THE HOLY GITA

Tuesday 29 August 2017

THE HOLY GITA, CHAPTER NUMBER 06, DHYANA YOGA OR THE YOGA OF MEDITATION, VERSE NUMBER 41

THE HOLY GITA
CHAPTER NUMBER 06
DHYANA YOGA OR THE YOGA OF MEDITATION:
VERSE NUMBER 41
Text in Transition:
praapya punyakrtaam lokaan usitvaa saasvateeh samah
sucheenaam srimataam gehe yogabhrashto ‘bhijaayate
Text in English:
Having attained to the worlds of the righteous and having lived there for countless years, he who falls from yoga is reborn in the house of the pure and prosperous.
COMMENTARY BY SWAMI SIDBHAVANANDA:
Bhoga—enjoyment and yoga are exclusive of each other. Where the one is, the other is not.
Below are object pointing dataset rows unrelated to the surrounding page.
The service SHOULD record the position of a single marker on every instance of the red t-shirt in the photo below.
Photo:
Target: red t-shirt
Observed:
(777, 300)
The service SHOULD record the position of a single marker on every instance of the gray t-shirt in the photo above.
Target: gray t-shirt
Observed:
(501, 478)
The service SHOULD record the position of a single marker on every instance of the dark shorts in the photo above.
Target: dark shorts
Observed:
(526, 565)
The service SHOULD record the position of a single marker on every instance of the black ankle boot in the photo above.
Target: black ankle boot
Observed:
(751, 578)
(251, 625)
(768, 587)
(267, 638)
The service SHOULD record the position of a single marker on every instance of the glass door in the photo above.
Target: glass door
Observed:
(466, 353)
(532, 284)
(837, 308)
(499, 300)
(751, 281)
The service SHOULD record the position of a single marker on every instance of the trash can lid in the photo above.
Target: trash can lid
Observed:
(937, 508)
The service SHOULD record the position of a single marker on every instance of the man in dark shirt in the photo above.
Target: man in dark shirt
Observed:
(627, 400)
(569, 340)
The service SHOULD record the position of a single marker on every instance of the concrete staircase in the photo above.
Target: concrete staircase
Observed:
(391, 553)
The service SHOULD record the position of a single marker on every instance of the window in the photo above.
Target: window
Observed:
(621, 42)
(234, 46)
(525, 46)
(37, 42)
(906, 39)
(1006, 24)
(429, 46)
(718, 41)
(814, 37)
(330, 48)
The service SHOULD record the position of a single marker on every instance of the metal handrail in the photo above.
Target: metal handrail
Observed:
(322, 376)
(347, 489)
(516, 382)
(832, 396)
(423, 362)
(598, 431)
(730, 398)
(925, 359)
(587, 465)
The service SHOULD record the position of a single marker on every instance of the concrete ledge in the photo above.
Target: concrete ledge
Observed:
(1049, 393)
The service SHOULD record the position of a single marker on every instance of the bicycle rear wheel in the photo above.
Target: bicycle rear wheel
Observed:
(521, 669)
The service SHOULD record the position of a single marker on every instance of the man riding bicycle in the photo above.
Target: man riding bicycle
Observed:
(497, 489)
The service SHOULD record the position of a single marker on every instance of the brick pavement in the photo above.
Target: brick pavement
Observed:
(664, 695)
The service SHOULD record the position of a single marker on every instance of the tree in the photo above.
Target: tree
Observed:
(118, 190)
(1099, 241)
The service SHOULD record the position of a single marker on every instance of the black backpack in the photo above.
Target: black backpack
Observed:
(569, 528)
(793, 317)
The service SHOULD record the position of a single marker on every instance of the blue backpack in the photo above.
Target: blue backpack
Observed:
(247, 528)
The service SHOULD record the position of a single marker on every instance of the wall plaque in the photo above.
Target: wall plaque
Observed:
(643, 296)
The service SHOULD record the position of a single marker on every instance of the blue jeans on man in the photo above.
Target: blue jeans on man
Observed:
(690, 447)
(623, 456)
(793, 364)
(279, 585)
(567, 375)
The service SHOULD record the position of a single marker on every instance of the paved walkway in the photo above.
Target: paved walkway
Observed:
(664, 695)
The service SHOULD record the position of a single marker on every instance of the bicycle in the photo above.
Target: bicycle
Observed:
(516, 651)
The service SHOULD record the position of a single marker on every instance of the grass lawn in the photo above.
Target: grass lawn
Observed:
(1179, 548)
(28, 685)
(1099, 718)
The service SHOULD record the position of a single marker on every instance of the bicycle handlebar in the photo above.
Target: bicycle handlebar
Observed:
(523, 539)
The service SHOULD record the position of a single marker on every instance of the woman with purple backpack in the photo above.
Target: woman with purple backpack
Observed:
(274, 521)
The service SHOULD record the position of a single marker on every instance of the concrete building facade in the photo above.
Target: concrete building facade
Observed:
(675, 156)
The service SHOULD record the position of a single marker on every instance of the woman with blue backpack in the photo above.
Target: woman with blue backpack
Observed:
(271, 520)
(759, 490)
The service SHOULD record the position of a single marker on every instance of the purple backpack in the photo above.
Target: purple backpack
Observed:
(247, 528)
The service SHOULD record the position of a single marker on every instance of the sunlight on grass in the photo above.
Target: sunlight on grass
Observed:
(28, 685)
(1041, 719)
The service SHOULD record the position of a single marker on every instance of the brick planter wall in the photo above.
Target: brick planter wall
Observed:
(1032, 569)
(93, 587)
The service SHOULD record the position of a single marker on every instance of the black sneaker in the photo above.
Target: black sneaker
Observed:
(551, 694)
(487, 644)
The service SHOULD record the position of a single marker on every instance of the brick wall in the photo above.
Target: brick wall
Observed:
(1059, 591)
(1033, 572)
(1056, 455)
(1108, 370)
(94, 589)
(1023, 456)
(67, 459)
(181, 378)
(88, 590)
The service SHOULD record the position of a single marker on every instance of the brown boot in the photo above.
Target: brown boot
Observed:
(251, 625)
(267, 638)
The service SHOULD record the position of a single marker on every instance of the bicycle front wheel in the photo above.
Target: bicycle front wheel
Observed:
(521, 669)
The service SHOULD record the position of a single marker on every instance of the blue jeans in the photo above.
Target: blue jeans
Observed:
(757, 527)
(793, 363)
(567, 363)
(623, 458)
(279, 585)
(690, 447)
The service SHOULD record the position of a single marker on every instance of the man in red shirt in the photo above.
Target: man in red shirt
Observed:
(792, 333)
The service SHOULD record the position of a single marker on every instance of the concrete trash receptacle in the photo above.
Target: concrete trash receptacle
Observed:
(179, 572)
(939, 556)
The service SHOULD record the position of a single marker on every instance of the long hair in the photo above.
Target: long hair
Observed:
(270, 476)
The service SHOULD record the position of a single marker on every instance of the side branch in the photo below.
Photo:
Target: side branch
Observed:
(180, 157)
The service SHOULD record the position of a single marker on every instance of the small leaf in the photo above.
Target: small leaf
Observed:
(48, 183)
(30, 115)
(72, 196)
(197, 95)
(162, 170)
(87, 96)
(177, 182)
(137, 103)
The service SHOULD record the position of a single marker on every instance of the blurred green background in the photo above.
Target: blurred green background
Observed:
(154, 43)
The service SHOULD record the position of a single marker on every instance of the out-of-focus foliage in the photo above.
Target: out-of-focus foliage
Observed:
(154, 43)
He falls from yoga, who covets bhoga. Such a fallen yogi goes to heaven and enjoys celestial pleasures for a very long time. He then takes his birth again on earth in the house of the pure and prosperous, it being conducive to secular requirements and sacred pursuits. According to the law of karma, souls reincarnate in the environments befitting their attainments.
There is another type among those who fall from yoga. His destiny is described in verse 42
COMMENTARY BY DR.S.RADHAKRISHNAN:
saasvateeh: very many; not everlasting.
Suchinaam: righteous. In VI, II, cleanliness refers to the outer side; here inward purity is indicated.
COMMENTARY BY SWAMI SIVANANDA:
Yogabhrashta: one who has fallen from Yoga, i.e., one who was not able to attain perfection in yoga, or one who climbed a certain height on the ladder of Yoga but fell down on account of lack of dispassion or slackness in the practice (by becoming a victim to Maya or his turbulent senses).
The righteous: Those who tread the path of truth, who do virtuous actions such as charity, Yajna, rituals, worship of the Lord, and who act in accordance with the prescribed rules of the scriptures.
Everlasting year means only a considerably long period but not absolutely everlasting.
The pure: those who lead a pure, moral life: those who have a pure heart (free from jealousy, hatred, pride, greed, etc.). (Cf. IX. 20 ,21.)
Comments by the blogger:
This verse contains a PROMISE of the Great Lord: He utters an ineffable truth which also contains a promise.
Every action has an opposite equal reaction. Simply speaking, no action, even a vague thought or imagination fails to give rise to a reaction. If there is an action, then the reaction is automatic. We already saw how St Peter, on one of his sojourns, was followed and tormented by a group of urchins and how the docile pigs on the pasture became aggressive and chase and ate all the urchins and went down a cliff to sure death. This was because St. Peter did not even entertain a hateful thought against the tormenting urchins. So the urchins’ actions found reaction through the pigs.
What is good for the goose is good for the gander. The action and reaction rule seems to apply to the high heavens too. After death, the body alone perishes and join the five elements, but the mind goes up to the nether world along with the Atman. So, thus, there is a continuum.
The half-baked yogi who tried his best in meditation but somewhere along the line he falls from yoga as a weakling and he started to enjoy these worldly things through his five senses does not come to grief is part of Krishna’s PROMISE. Since the half-baked yogi wanted sensual pleasures he lives in the nether world for countless years. Here Sri Krishna speaks like an ordinary average human being. Instead of saying for a long time such a yogi who fell down in his practice would spend in the Heaven before coming back to earth’s plane first as a human being, and then, that rebirth would take place in the house of pure and prosperous. Not just prosperous but pure. And such a rebirth is hard to get at. Because ordinarily there is no guarantee that we all would come back here as human beings. But those who read the Scriptures with faith would come back as a human being to continue to reading the Scriptures from where we have left at death! This is the ineffable promise all the human beings are given by the Lord of Gita.